Toda vez que ocorre um escândalo
com um destes youtubers, eu descubro que estou ficando velho. Nunca ouvi falar
de nenhum. Para falar a verdade, não sei nem muito bem o que eles fazem. Posso
estar errado, mas a impressão que tenho é que eles fazem vídeos meios sobre
qualquer coisa que, por algum motivo que desconheço, fazem sucesso. Júlio
Cocielo é um deles. Depois do seu escândalo de racismo, ele atingiu a minha
bolha. Fui assistir algum vídeo dele, consegui por um minuto. Ele tinha (acho
que tem ainda) um trilhão de visualizadores e patrocínios de marcas
gigantescas, tipo Coca-Cola e McDonalds. Vi outros tweets dele e,
aparentemente, ele é uma pessoa muito escrota. Faz anos que ele é racista, e
ninguém, acho, falava nada.
Na semana passada, terminei de
ler A Marca Humana, de Philip Roth.
Trata-se, a meu ver, de uma das melhores obras sobre o impacto do racismo na
sociedade americana. Conta a história de Coleman Silk, renomado professor universitário
de letras clássicas que vê a carreira entrar em colapso após uma acusação de
racismo.
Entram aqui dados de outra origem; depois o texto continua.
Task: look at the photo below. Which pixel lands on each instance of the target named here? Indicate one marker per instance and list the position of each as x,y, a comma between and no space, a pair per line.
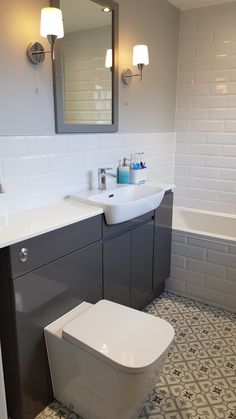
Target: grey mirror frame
60,125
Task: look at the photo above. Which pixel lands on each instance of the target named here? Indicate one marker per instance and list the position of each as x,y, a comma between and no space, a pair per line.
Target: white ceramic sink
123,202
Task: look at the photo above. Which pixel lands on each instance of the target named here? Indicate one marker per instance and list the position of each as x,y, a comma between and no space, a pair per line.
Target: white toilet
105,358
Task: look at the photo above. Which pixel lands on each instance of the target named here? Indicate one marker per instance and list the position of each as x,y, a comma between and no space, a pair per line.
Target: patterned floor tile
198,380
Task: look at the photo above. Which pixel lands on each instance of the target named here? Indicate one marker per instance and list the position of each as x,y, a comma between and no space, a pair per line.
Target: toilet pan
105,358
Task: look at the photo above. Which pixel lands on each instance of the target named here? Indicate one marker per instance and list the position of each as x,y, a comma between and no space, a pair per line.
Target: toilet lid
129,339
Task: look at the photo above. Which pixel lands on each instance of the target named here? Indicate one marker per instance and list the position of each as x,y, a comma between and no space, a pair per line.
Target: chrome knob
23,255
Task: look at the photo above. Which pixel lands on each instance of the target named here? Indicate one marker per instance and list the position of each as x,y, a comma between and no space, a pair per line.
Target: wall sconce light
108,60
51,27
140,58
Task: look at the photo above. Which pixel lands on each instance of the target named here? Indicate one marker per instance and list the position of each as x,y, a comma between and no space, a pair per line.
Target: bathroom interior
171,253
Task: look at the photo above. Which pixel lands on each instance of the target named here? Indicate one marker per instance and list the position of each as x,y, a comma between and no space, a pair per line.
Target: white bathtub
203,263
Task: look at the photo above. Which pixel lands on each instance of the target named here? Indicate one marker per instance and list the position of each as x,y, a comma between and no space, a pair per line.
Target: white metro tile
175,285
230,126
192,114
46,145
24,166
222,114
206,268
205,294
218,258
207,126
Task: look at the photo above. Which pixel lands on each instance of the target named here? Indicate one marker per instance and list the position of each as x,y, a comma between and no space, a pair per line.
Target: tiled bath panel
198,380
203,269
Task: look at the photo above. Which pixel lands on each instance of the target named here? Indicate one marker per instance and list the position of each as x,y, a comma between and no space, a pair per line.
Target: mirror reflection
84,74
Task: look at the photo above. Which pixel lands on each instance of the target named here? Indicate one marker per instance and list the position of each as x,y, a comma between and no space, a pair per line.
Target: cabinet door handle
23,255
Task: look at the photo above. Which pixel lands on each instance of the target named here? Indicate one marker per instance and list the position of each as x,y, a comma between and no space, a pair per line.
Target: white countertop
23,225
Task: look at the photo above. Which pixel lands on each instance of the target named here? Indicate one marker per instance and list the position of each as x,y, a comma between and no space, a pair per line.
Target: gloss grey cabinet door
142,265
162,243
116,269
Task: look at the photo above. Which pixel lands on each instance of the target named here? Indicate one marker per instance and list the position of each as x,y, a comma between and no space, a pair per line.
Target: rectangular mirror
85,71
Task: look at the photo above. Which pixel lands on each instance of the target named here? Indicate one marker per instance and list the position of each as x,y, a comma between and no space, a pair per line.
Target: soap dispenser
123,169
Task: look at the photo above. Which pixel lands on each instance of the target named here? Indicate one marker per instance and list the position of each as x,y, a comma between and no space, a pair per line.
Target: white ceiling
192,4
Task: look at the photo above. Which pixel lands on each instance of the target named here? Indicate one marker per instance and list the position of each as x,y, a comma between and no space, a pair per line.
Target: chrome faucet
102,175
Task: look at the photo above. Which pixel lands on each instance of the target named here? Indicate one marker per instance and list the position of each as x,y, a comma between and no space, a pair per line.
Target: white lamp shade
51,22
140,55
108,61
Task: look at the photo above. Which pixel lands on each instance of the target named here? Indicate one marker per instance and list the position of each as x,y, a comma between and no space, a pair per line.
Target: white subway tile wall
205,164
38,170
204,270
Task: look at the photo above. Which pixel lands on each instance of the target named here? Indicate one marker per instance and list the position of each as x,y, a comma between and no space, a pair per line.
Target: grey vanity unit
86,261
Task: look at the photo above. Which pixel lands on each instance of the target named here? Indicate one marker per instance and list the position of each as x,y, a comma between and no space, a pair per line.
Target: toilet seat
126,338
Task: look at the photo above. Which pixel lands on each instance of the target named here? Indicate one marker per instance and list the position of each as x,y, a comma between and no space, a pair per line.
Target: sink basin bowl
123,202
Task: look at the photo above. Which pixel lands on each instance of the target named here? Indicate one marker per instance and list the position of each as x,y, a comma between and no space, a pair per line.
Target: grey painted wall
26,100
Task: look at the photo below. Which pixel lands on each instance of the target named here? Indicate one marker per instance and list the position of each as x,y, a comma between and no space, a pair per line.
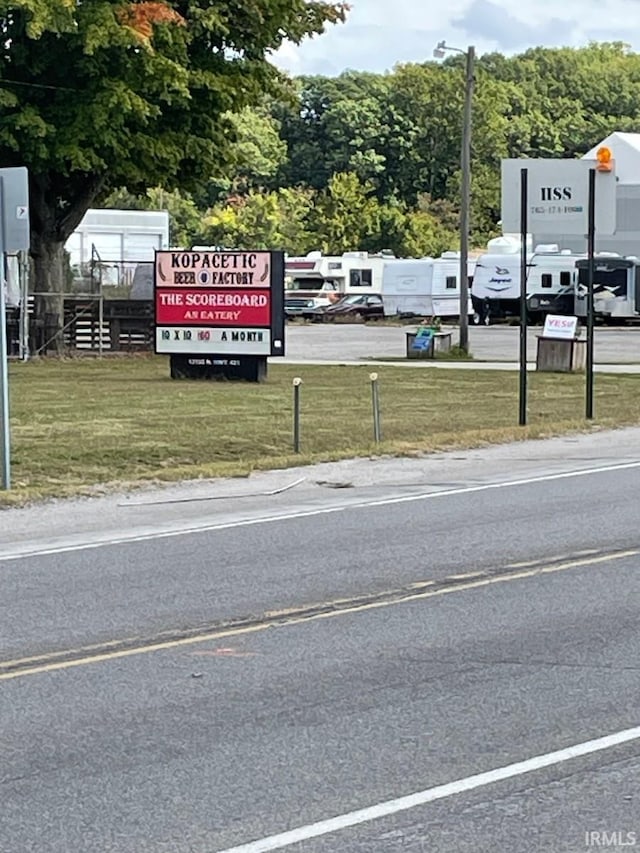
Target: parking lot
356,342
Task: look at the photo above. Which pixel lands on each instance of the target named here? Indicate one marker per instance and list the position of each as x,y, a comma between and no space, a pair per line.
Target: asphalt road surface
403,655
351,342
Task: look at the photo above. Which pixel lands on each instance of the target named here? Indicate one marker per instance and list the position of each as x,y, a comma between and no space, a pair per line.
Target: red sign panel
208,306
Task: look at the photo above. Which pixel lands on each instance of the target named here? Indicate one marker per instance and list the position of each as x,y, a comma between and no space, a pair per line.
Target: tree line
371,161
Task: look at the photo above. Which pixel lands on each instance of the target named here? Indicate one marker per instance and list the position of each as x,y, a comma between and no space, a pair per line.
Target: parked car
365,306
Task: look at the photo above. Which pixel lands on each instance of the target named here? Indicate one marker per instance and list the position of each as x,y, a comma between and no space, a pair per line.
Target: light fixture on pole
465,190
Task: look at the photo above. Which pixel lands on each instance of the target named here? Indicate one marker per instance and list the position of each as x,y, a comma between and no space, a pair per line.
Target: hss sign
558,193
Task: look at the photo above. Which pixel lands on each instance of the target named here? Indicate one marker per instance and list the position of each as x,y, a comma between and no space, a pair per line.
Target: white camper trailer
426,287
551,281
496,281
317,280
550,286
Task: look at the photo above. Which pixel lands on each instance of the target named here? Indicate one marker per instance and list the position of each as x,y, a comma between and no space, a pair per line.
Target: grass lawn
82,425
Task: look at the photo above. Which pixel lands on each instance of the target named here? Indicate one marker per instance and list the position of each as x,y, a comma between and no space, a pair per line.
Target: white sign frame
558,196
560,327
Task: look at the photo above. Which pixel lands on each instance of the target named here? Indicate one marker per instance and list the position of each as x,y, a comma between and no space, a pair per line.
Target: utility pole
465,189
465,199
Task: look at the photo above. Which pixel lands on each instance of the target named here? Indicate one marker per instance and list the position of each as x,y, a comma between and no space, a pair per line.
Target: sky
379,34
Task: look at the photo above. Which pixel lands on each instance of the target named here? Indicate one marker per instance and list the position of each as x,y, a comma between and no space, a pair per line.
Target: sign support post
524,195
591,230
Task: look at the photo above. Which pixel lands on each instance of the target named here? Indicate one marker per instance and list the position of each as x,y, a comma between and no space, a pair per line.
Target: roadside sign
558,326
558,196
15,208
219,303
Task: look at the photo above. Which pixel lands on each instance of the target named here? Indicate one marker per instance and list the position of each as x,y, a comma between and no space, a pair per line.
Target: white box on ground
558,196
558,326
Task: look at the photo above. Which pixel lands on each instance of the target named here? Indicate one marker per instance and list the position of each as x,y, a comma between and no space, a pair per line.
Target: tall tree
112,93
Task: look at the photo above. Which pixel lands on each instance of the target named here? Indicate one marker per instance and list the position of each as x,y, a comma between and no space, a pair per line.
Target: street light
465,192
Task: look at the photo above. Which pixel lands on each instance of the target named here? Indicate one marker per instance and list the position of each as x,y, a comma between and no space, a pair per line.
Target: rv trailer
424,287
550,285
616,288
315,280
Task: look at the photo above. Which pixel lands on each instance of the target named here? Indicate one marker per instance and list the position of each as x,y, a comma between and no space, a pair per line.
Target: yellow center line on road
84,656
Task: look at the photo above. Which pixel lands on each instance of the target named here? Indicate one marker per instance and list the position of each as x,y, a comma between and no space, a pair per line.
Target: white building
625,149
119,235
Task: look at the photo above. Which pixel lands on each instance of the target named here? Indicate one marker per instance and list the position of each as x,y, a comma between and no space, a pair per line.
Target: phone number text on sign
178,306
213,269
Durante uma aula, ele usa o termo “spooks” para se referir a um aluno
que não comparece com frequência às aulas. “Spooks”, descobri no livro, era um
termo utilizado nos anos 60 como gíria para fantasma, mas que, no mesmo
período, ganhou uma conotação racista no Sul dos EUA. Negando que tenha usado o
termo com esta conotação, uma vez que não sabia a cor da pele do aluno que não aparecia nas aulas, Coleman é afastado da faculdade e vê sua esposa ter
um ataque cardíaco e morrer durante o processo de expulsão. Envolve-se, então, com uma faxineira
analfabeta da mesma universidade, causando um novo escândalo no meio
universitário e perdendo o contato com os filhos. Um pouco antes da metade do
livro, descobrimos que Coleman possui um segredo. Ele é negro. Com a pele mais
clara do que o restante da família, resolve se definir como branco num
formulário para ingresso na Marinha (à época ainda não integrada) e mantêm este
segredo até o final da vida. No final do livro, quando uma irmã dele aparece
para seu funeral (Ernestine), ficamos sabendo que a prática era comum entre
pessoas negras de pele mais clara nos EUA antes do movimento pelos direitos
civis. Perguntada pelo autor sobre qual o julgamento que ela faz da atitude do
irmão, Ernestine diz que não era o momento de julgar. Uma personagem muito
importante do livro é Delphine Roux, professora jovem cuja ação é fundamental
no processo de expulsão de Coleman da universidade. Em um dado momento, esta professora começa a enviar cartas anônimas para Coleman o ameaçando em decorrência do relacionamento dele com a faxineira. Mais para a frente,
Delphine, a jovem liberal, decide enviar uma carta para um jornal em busca de
um namorado e tenta encontrar algum jeito de deixar claro de forma implícita
que está procurando alguém branco. Como as marcas que hoje se afastam do youtuber, Delphine só combate o racismo quando isto é de alguma forma útil para sua carreira. O afastamento de Coleman foi fundamental para sua ascensão na universidade.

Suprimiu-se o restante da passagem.